Cierta fama tardía, otoñal, persigue a Barclays en su periplo europeo. Personas que hablan la noble lengua española desean conocerlo, retratarse con él y darle regalos. Lo ven regularmente en las apariciones diarias que, fatigando la vanidad, relatando las minucias de su intimidad, hace en las plataformas digitales, ya no en la televisión, ese artilugio del pasado. Lo quieren, lo consideran parte de su familia, se preocupan por su salud. No todas, empero, son desinteresadas. Algunas quieren dejarle un manuscrito inacabado para que Barclays encuentre la manera de publicarlo, otras alegan dolencias y achaques para pedir dinero prestado o mejor aún donado.
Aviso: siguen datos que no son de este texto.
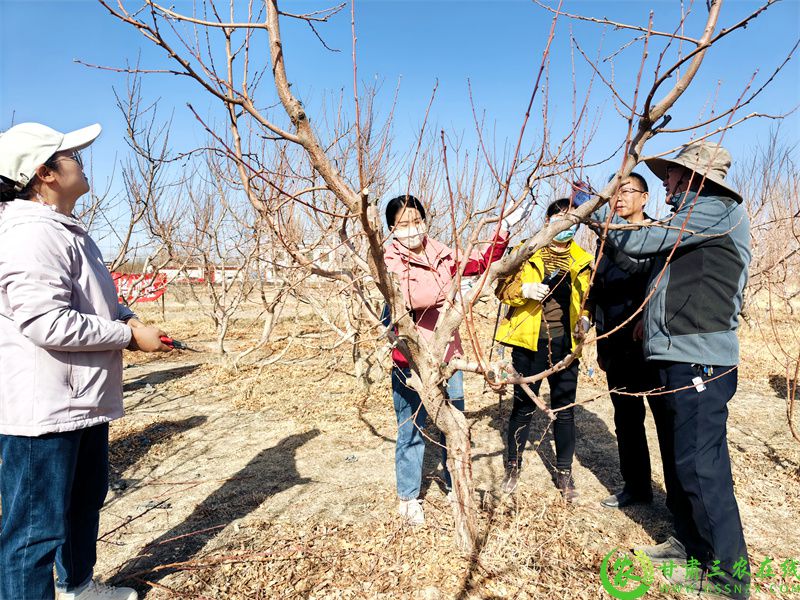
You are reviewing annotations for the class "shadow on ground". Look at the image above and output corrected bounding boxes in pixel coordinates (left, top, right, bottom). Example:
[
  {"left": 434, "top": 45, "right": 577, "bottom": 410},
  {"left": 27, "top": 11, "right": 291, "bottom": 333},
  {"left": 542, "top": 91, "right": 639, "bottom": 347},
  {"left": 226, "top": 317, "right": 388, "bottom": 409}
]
[{"left": 114, "top": 429, "right": 320, "bottom": 592}]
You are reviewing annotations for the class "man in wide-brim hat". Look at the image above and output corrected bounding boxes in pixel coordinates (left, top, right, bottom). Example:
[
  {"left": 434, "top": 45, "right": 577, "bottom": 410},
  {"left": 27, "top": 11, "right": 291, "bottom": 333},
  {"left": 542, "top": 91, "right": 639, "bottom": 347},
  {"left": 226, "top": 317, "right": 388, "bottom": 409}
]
[{"left": 595, "top": 141, "right": 750, "bottom": 600}]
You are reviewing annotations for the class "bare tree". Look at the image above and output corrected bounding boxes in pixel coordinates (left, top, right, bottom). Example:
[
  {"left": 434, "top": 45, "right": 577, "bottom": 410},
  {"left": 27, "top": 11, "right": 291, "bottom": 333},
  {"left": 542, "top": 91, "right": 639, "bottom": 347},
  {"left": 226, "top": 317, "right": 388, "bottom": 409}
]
[{"left": 99, "top": 0, "right": 792, "bottom": 552}]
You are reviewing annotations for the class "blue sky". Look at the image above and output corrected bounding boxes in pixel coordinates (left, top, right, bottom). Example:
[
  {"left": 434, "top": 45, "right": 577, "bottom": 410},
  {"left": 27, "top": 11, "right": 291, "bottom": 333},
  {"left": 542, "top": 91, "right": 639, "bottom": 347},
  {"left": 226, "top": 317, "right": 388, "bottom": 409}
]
[{"left": 0, "top": 0, "right": 800, "bottom": 246}]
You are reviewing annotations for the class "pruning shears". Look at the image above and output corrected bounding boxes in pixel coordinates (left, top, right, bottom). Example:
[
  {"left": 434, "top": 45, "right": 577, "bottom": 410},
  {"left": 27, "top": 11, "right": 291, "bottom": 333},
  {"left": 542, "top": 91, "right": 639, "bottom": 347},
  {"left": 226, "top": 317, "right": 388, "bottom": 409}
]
[{"left": 161, "top": 335, "right": 200, "bottom": 352}]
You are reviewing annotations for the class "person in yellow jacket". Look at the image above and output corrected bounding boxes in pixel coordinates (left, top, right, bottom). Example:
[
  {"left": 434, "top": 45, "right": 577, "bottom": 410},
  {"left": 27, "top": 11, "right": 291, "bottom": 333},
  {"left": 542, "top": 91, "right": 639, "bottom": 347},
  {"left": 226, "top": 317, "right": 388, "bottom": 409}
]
[{"left": 495, "top": 198, "right": 592, "bottom": 502}]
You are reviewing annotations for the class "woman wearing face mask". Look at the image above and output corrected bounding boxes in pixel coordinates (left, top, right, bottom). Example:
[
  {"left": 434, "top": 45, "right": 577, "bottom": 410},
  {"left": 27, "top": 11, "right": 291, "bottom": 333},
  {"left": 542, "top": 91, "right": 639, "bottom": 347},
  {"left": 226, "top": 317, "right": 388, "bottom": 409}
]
[
  {"left": 384, "top": 196, "right": 529, "bottom": 525},
  {"left": 0, "top": 123, "right": 170, "bottom": 600},
  {"left": 495, "top": 198, "right": 592, "bottom": 502}
]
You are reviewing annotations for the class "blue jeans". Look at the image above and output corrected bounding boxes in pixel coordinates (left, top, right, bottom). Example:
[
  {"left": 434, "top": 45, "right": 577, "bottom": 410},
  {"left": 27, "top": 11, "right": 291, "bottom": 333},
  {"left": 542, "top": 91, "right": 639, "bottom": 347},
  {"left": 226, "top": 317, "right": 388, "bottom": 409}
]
[
  {"left": 392, "top": 367, "right": 464, "bottom": 500},
  {"left": 0, "top": 423, "right": 108, "bottom": 600}
]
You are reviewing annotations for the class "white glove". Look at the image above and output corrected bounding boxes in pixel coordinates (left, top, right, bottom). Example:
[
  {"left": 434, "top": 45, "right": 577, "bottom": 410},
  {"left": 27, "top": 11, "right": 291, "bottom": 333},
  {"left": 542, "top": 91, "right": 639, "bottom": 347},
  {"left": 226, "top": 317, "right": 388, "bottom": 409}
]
[
  {"left": 522, "top": 283, "right": 550, "bottom": 302},
  {"left": 503, "top": 200, "right": 533, "bottom": 231},
  {"left": 575, "top": 316, "right": 592, "bottom": 341},
  {"left": 456, "top": 277, "right": 474, "bottom": 302}
]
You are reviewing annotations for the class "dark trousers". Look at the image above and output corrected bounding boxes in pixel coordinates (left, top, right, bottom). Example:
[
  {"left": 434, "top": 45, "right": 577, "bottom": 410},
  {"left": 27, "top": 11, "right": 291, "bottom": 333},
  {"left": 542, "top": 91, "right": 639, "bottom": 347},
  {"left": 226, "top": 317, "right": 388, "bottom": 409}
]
[
  {"left": 506, "top": 334, "right": 578, "bottom": 471},
  {"left": 0, "top": 423, "right": 108, "bottom": 600},
  {"left": 598, "top": 343, "right": 663, "bottom": 497},
  {"left": 656, "top": 362, "right": 749, "bottom": 583}
]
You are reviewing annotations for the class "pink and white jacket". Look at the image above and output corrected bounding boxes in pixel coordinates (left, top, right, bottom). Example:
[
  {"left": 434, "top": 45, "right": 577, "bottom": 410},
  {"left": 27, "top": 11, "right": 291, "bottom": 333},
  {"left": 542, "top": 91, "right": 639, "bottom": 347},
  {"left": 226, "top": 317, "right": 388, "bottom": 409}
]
[
  {"left": 384, "top": 231, "right": 508, "bottom": 368},
  {"left": 0, "top": 200, "right": 134, "bottom": 436}
]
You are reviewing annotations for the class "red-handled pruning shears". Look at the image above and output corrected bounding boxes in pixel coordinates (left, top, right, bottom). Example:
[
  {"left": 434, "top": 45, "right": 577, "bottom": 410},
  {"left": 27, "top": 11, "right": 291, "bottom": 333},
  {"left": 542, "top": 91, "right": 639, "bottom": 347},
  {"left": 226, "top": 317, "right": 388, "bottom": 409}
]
[{"left": 161, "top": 335, "right": 200, "bottom": 352}]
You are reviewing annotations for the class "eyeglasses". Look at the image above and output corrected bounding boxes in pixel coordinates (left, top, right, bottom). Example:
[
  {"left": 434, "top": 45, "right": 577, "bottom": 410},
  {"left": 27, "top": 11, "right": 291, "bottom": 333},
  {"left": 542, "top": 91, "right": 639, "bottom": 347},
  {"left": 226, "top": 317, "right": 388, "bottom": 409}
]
[
  {"left": 619, "top": 188, "right": 644, "bottom": 196},
  {"left": 56, "top": 150, "right": 83, "bottom": 169}
]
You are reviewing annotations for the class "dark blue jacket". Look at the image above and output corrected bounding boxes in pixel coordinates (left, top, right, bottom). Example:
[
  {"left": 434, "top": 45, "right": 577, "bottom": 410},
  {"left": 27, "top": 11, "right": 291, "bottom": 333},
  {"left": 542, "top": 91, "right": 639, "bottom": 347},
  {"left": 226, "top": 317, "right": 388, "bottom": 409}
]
[{"left": 595, "top": 192, "right": 751, "bottom": 366}]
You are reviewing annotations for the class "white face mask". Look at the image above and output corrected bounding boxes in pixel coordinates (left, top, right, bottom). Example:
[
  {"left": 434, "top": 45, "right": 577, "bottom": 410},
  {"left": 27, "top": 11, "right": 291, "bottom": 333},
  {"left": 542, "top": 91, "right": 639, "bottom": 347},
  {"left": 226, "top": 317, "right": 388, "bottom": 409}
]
[{"left": 394, "top": 223, "right": 428, "bottom": 250}]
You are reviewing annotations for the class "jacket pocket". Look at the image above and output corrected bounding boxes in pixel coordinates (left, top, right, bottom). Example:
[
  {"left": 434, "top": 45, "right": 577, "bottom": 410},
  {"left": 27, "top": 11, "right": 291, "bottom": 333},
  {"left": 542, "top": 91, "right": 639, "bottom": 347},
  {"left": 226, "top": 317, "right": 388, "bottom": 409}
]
[{"left": 65, "top": 352, "right": 86, "bottom": 398}]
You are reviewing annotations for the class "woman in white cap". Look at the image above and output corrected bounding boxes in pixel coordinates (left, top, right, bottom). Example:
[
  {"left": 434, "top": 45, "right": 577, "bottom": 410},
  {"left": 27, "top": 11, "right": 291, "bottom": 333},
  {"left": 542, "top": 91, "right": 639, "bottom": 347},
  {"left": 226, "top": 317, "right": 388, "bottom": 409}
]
[{"left": 0, "top": 123, "right": 170, "bottom": 600}]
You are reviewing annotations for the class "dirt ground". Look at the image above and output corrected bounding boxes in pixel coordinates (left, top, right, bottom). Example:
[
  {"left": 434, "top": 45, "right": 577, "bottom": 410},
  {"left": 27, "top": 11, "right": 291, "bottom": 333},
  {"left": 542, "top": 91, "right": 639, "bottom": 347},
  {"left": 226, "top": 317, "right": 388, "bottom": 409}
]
[{"left": 61, "top": 300, "right": 800, "bottom": 599}]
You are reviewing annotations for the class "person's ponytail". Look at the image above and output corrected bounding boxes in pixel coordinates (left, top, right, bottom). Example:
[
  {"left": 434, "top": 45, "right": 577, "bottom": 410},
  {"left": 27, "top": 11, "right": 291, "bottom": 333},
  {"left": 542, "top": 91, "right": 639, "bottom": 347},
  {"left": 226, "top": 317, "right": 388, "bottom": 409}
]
[{"left": 0, "top": 155, "right": 58, "bottom": 202}]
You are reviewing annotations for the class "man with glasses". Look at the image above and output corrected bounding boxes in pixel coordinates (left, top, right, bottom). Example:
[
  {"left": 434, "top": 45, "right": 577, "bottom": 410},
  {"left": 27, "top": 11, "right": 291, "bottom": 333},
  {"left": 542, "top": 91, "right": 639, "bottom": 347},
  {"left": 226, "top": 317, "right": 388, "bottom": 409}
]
[
  {"left": 595, "top": 140, "right": 751, "bottom": 600},
  {"left": 589, "top": 173, "right": 659, "bottom": 508}
]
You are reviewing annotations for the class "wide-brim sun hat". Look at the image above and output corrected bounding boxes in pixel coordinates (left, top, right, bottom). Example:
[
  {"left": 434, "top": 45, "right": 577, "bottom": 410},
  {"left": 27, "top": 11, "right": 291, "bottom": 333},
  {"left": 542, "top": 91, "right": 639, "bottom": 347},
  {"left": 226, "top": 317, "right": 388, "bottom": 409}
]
[
  {"left": 644, "top": 140, "right": 742, "bottom": 202},
  {"left": 0, "top": 123, "right": 102, "bottom": 191}
]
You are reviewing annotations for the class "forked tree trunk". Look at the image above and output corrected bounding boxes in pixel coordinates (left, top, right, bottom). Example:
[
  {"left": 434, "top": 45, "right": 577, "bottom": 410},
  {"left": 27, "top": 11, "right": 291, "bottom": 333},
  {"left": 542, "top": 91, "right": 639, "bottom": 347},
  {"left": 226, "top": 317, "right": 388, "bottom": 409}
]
[{"left": 420, "top": 372, "right": 478, "bottom": 554}]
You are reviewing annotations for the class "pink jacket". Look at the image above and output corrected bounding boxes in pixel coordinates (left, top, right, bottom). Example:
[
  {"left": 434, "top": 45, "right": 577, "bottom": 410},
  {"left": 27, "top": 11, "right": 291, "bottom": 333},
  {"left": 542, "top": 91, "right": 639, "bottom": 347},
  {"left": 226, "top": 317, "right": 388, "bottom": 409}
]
[
  {"left": 0, "top": 200, "right": 133, "bottom": 436},
  {"left": 384, "top": 232, "right": 508, "bottom": 368}
]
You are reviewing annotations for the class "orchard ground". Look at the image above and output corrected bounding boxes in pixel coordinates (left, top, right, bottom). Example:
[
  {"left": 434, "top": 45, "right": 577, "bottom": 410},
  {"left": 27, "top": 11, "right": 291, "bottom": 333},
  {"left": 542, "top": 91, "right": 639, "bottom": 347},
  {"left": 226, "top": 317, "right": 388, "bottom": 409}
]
[{"left": 14, "top": 290, "right": 800, "bottom": 600}]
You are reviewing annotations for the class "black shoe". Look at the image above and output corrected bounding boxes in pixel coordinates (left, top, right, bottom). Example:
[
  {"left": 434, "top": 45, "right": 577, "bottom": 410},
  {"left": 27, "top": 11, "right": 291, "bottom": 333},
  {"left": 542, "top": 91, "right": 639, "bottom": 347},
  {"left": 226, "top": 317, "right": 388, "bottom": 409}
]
[
  {"left": 600, "top": 490, "right": 653, "bottom": 508},
  {"left": 500, "top": 463, "right": 519, "bottom": 494},
  {"left": 556, "top": 469, "right": 578, "bottom": 502},
  {"left": 664, "top": 566, "right": 750, "bottom": 600},
  {"left": 634, "top": 536, "right": 687, "bottom": 565}
]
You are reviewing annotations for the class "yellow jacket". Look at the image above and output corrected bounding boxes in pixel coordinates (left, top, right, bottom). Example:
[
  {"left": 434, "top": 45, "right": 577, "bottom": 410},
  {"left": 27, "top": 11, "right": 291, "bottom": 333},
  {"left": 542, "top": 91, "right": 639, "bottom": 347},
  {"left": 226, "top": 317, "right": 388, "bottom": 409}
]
[{"left": 495, "top": 241, "right": 592, "bottom": 352}]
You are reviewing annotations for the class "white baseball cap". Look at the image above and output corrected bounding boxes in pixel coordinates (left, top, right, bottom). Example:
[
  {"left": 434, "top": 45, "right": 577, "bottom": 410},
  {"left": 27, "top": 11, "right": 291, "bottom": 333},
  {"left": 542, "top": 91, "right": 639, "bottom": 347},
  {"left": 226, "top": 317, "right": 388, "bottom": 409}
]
[{"left": 0, "top": 123, "right": 102, "bottom": 191}]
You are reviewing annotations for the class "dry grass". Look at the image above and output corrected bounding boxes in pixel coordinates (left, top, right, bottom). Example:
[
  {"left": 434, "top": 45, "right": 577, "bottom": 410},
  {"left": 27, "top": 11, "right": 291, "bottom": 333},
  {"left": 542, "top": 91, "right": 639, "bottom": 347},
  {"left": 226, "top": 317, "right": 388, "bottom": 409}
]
[{"left": 90, "top": 296, "right": 800, "bottom": 599}]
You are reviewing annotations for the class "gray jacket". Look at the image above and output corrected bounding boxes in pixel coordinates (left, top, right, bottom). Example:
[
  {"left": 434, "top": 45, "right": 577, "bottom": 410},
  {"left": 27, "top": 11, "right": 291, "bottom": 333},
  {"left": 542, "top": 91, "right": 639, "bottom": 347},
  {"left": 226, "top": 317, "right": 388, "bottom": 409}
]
[
  {"left": 595, "top": 192, "right": 751, "bottom": 366},
  {"left": 0, "top": 200, "right": 133, "bottom": 436}
]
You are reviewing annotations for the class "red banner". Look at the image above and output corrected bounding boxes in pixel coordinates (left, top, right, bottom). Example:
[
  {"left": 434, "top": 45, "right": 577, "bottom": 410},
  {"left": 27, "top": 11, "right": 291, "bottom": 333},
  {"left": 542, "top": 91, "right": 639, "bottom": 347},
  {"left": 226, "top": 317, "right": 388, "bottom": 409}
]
[{"left": 111, "top": 273, "right": 167, "bottom": 302}]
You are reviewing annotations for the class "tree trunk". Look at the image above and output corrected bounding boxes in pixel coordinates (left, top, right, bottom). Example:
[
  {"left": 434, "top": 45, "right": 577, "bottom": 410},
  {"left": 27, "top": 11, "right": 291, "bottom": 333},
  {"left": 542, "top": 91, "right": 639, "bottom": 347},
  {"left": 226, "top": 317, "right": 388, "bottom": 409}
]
[{"left": 435, "top": 403, "right": 478, "bottom": 554}]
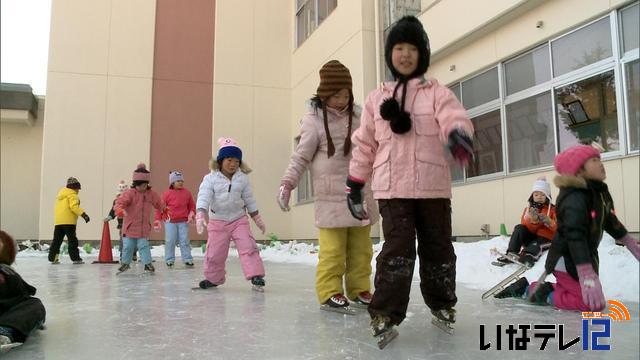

Desde que se casó por segunda vez y fue padre por tercera ocasión, Barclays prefiere viajar acompañado. A pesar de que le gusta estar a solas, elige viajar con su esposa y su hija menor porque ellas embellecen considerablemente la travesía, le cuidan la salud menoscabada y lo protegen del inesperado asedio de los más leales espectadores y lectores del peripatético escritor, autor de veinte libros, orgulloso de ninguno.

La esposa de Barclays, apenas treinta y cinco años, escritora también, ejerce una tiranía blanda en la familia. Por eso, cuando llegan al hotel, da instrucciones en la recepción, en conserjería y en portería para que, si alguien llama preguntando por Barclays, o aparece con deseos de verlo y dejarle un regalo, el personal uniformado niegue enfáticamente que los Barclays están durmiendo allí. Bloqueados y desconectados los teléfonos, lubricados con propinas los conserjes y recepcionistas, los Barclays duermen hasta las dos de la tarde, confiando en que, al despertar, ningún simpatizante los emboscará en el hotel o en las afueras.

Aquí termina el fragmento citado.